The most lasting gift of the author in this fine book is the way that he demonstrates that, more than freedom of religion and freedom of speech and the concept of democracy, the United States came into being through land hunger, which spawned standards of surveying (it is impossible to buy or sell land when you don't know what you are getting) --- which, in turn affected the way cities were ultimately built.
Finally, in the Great Plains,
Congress was so influenced by the land survey that wherever politics and geography permitted, it made the straight line king. It carved out two states, Wyoming and Colorado, to a perfect box shape, each being four geographic degrees high and seven degrees wide; it awarded three degrees of longitude each to Kansas, Nebraska, and South and North Dakota, then stacked them up like drawers in a filing cabinet between the thirty-seventh parallel and the forty-ninth. Alongside them to the west, it gave four degrees of longitude each to the drier states of Colorado, Wyoming, and Montana, and piled them up from the thirty-seventh to the forty-ninth with the same geometrical regularity. Only Montana's western border with Idaho betrays a wanton crookedness.

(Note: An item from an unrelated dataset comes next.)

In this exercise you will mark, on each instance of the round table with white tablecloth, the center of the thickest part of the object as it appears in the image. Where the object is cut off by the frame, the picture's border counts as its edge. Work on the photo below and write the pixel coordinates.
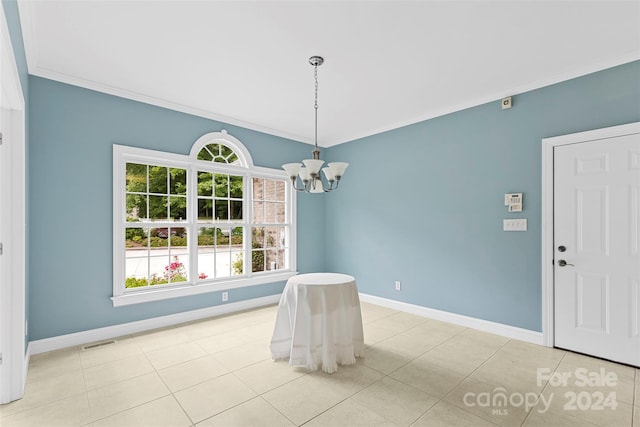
(319, 322)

With neither the map nor the view from an airplane can reveal is the tension between these artificial shapes and the environment. From the Côeau des Prairies, a long escarpment marking the edge of glaciated plains in South Dakota, there is a view of squared-off prairie --- fields, farms, windbreaks, section lines --- stretching to the northern and western horizons and all obeying the survey; the sheer expanse of it is as moving and terrifying as an army on parade. Yet even on the stillest day, another power makes itself felt. The dry grasses rustle with it, and insistent pressure of the air, no heavier than breathing, that comes from far off and passes with irresistible momentum from the North to the warm South. The very gentleness of it is sobering. Out there a breeze would shake you on your feet, a storm would knock you flat. It carries the heft of a continent.
The most lasting gift of this excellent book is proof that more than through freedom of religion or freedom of speech or the pure concepts of democracy, our country came into being because of simple brazen land hunger which, in case no one was looking, is still the case.